Like everyone else in Bordeaux, I was keen to try out the Cité du Vin as we’ve heard so much about it over the last few years. The first thing you notice, outside the building, is the architecture, designed by XTU, it’s not for the faint-hearted. On the banks of the Garonne River, the whirlpool shaped building is reminiscent of wine tumbling around in a glass; it made me think of a giant friendly snail whose golden shell is shining in the sunlight. You can access the building from the quay if travelling by car or tram or from the river by boat. The boat journey adds a touch or romance and excitement.
There’s no audio guide, but there’s someone on the trip to help you and he speaks eight languages. Everything is interactive. Either a presentation starts automatically when you enter a particular area, or there is a button to press to start it. There is no set way to go round, you can go wherever you want to and come back on yourself. The world vineyard tour, near the entrance is spectacular, wine growing landscapes from all around the world are projected onto three giant screens and onto the floor. The landscapes table where 50 winegrowers talk about their passion is really informative. The six giant bottles made of wood representing the different categories of wine are also educational. They surround a round touch-screen table, where you can move things about to find out a range of facts. With a whole host of famous people to hear from, I chose Voltaire, Napolean 1st and Colette and they told me about their tastes in wine.

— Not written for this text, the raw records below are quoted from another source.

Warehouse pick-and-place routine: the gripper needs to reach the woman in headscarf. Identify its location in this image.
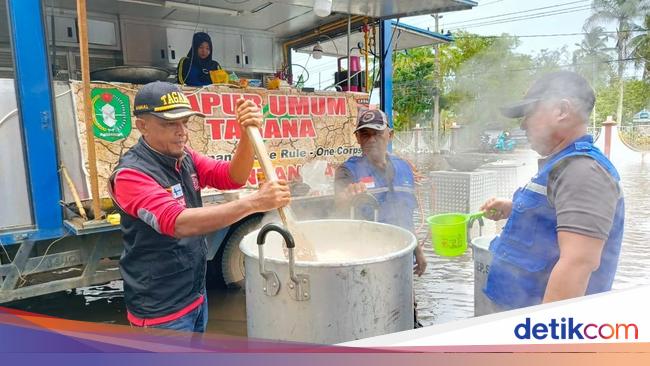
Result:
[177,32,221,86]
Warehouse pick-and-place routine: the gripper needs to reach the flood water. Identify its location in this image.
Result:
[5,154,650,335]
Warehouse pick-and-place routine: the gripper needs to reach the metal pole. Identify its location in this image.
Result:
[432,14,442,153]
[347,15,352,91]
[77,0,102,220]
[6,0,63,243]
[359,20,370,93]
[379,19,393,128]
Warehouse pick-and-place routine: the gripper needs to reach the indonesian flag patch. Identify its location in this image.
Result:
[359,176,375,189]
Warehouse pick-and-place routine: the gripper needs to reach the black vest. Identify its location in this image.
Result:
[110,138,207,318]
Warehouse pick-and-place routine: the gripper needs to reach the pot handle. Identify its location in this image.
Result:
[467,211,485,242]
[257,224,295,296]
[257,224,311,301]
[350,192,379,222]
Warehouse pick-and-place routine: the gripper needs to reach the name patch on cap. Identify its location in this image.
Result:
[170,183,183,199]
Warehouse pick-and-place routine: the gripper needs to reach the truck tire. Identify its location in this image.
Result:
[216,215,262,288]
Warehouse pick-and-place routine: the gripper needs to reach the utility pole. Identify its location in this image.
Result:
[432,13,442,153]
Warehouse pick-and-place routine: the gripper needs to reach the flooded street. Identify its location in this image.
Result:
[8,149,650,335]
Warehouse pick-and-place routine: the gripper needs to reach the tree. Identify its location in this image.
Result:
[573,26,615,128]
[448,34,535,135]
[630,14,650,80]
[585,0,648,123]
[393,47,437,131]
[573,26,615,88]
[596,80,650,123]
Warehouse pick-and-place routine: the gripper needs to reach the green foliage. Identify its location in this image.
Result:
[596,80,650,125]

On the historical route, there are replica amphora and other objects linked with wine that can be touched as you look at miniature scenes in little wooden boxes. For the more technical, the changes that wine goes through are described on screens which are inserted into designer coloured stainless steel or wooden rounded, turbulent structures. I thought the boards in complete darkness, where I found myself face-to-face with Hélène Darroze, the chef, explaining how she views life were really interesting. It felt like she was speaking directly to me. Other famous people are also introduced in the same way.
The thing I found most entertaining was the ‘five senses buffet,’ where there are large glass bells, each housing objects, – a leather glove, liquorice, old papers, coffee, lemon or honey- whose aromas can be found in wine. You press on a pear, place your nose into the copper pipe and the aroma comes to you. It’s a really fun way of training your sense of smell. There are a whole host of other themes to discover at Cité du Vin, including the history, culture and progress of Bordeaux wine. To finish my trip I went up to Belvédère which has a ceiling made entirely of bottles and offers a fantastic view of Bordeaux.